Open Lecture by James Bach on Software Testing

This YouTube video was my recent introduction to James Bach, the enfant terrible of the “context-driven school of software testing.” (I thank my colleague Gilberto Castañeda, “El Águila de Tenochtitlan,”  for suggesting I watch this video.)

When I write enfant terrible—which I guess means “terrible infant”—I don’t mean an upset child, fists clenched, face red, who stops screaming only to draw breath. We’re talking about an adult here, who on the strength of his reputation, has been invited to speak to students in Estonia. (Does anyone in Estonia even know your name? Not mine.) In this context, we’re talking about someone who upsets some established order by expressing himself enthusiastically and articulately.

I typically find these people quite compelling. Their presence tells us that a discipline has room for finding success without first enduring a Druid-like, decades-long apprenticeship. (Not that Bach advocates ignorance, some kind of Noble Savage approach, or barefoot and wide-eyed laying on of hands. He urges learning all the tools and technologies you can.)

I suspect that when Bach planted himself behind the podium in this college lecture hall, he had a very general outline in mind. In fact, he brought a few slides, which he seems to go through in order. However, he’s not afraid to range far and wide to make his points. The broad outline is defined, but the sentences are JIT. Something he does a lot of is telling stories. (This, too, is an approach that reels me in. The “story” is a way of encapsulating ideas which I can consume like M&Ms. Stories are brain candy.) Much of the presentation consists of Bach’s anecdotes about approaching a software testing situation and turning over rocks to reveal previously visible ugly stuff.

How does he do it?

This is part of what Bach tries to express with the “context-driven testing” label. He does it by recognizing that the testing context, the context of software or system success or failure, is an inclusive one. It generally covers a lot more territory than the problem description makes clear—where “generally”  means something like “while pigs do not fly.” Bach zooms out, or looks at the system from other perspectives, to see potential vulnerabilities. It’s creative. It’s insightful. It provides the stuff of good stories.

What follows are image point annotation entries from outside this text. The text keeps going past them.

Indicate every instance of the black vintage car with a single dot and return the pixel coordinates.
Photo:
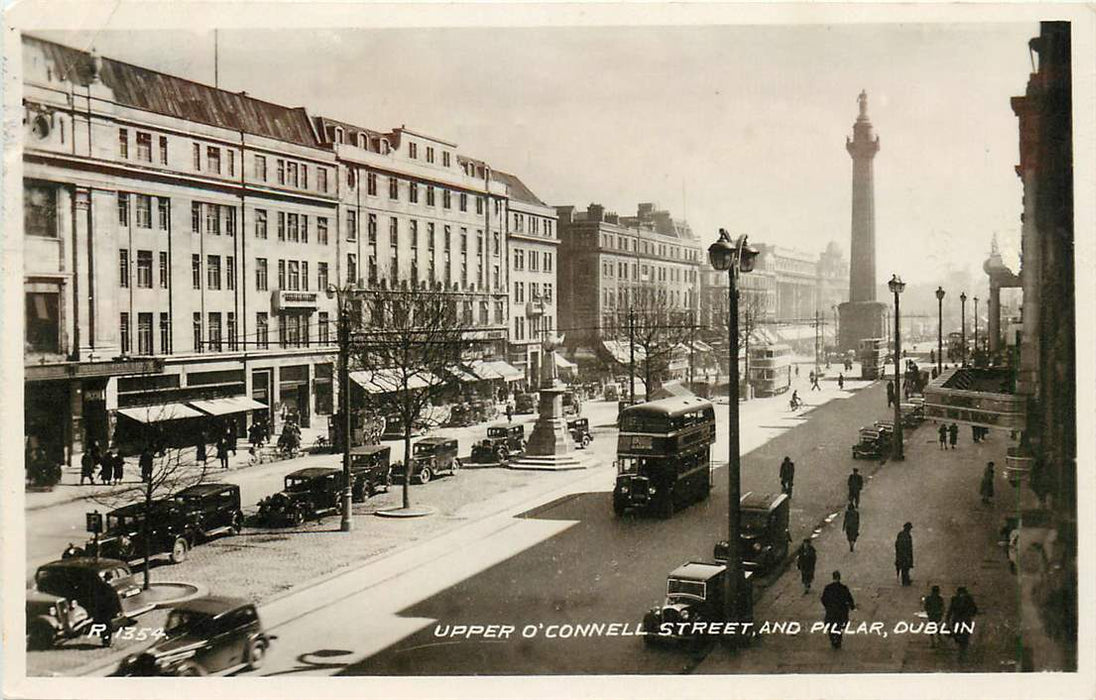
(173, 530)
(695, 595)
(503, 443)
(368, 468)
(103, 588)
(764, 537)
(213, 635)
(309, 493)
(430, 457)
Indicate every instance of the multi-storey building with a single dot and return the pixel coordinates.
(609, 264)
(534, 249)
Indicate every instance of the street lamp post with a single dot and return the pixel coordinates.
(962, 329)
(939, 330)
(733, 256)
(897, 286)
(346, 524)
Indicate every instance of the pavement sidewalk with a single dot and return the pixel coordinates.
(955, 544)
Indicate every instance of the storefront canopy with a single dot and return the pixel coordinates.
(160, 413)
(227, 405)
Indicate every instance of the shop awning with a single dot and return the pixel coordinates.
(160, 413)
(391, 380)
(228, 404)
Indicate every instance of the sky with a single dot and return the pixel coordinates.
(741, 127)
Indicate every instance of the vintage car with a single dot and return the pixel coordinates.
(368, 468)
(695, 600)
(173, 530)
(216, 505)
(212, 635)
(309, 493)
(580, 432)
(525, 403)
(874, 443)
(430, 457)
(764, 535)
(103, 589)
(503, 442)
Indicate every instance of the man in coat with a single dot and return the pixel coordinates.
(855, 485)
(837, 601)
(806, 559)
(852, 526)
(903, 553)
(787, 475)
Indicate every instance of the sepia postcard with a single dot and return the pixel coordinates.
(548, 350)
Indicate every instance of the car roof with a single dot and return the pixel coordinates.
(312, 472)
(212, 605)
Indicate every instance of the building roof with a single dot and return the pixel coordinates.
(152, 91)
(517, 188)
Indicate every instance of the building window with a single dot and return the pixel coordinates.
(144, 333)
(145, 270)
(124, 332)
(262, 330)
(124, 267)
(213, 272)
(261, 224)
(145, 147)
(261, 282)
(164, 334)
(144, 211)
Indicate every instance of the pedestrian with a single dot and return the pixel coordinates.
(986, 488)
(806, 559)
(87, 468)
(903, 553)
(934, 609)
(852, 526)
(960, 619)
(855, 485)
(837, 601)
(787, 475)
(146, 463)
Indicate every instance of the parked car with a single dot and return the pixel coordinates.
(173, 530)
(309, 493)
(431, 456)
(213, 635)
(764, 537)
(580, 432)
(103, 588)
(368, 468)
(503, 442)
(216, 505)
(695, 595)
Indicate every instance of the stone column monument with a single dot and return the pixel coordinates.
(862, 317)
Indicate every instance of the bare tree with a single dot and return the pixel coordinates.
(406, 345)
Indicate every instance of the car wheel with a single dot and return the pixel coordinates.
(257, 653)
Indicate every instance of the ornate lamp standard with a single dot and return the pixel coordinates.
(734, 257)
(939, 330)
(962, 329)
(897, 286)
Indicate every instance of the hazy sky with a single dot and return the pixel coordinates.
(741, 127)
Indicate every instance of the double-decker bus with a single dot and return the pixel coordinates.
(663, 455)
(769, 369)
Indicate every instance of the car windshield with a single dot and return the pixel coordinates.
(181, 621)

One story which stands out as I listen to the presentation for the second time, in the background, is Bach’s summary of Miyamoto Musashi’s Book of Five Rings. Bach summarizes the book as an account of how Musashi survived many duels. How? By using a particular type of sword? A technique? By training with a particular school?

No.

In Bach’s telling, Musashi owed his survival to mastering many weapons (learn all the tools and technologies you can), and then doing whatever was necessary to win.

This will do for now as a metaphor for context-driven testing.

When you hear one of Bach’s stories, and feel that you laugh or thrill with him, this encourages you to believe that you, too, are capable of joining the context-driven brotherhood (a belief Back explicitly encourages elsewhere), and sharing in these penetrating insights. Bach encourages this perception. He begins with simple, clearly defined situations, giving his audience a chance to warm up and stretch before they hear about more complex situations. In his first example, he shows the students some simple code and then discusses all the situations not captured by the code’s logic. After a little stumbling, Bach has probably closely aligned his audience’s understanding of the example with his own. After that, each additional story reinforces their complicity.

There are many more trivial, discrete, and personal reasons I find Bach really compelling. There’s a whole body of shared memes surfacing in his discussion: The Book of Five Rings. Simulated annealing. Artificial intelligence and knowledge representation, circa 1980s. To name a few.

On the other hand, I’ve bought some of my groceries as an advocate for various processes: the SEI CMMI, XP, and a few things in between. Bach is quick to express his disdain for “best practices” and methodologies which seek to eliminate human “squishiness.”

I’m very interested in how I can use the Selenium framework for some automated testing. Bach acknowledges that this approach has its uses, but belongs in the back seat.

As I write, I’m infatuated with Bach and what I understand of context-driven testing. Will this survive more exposure?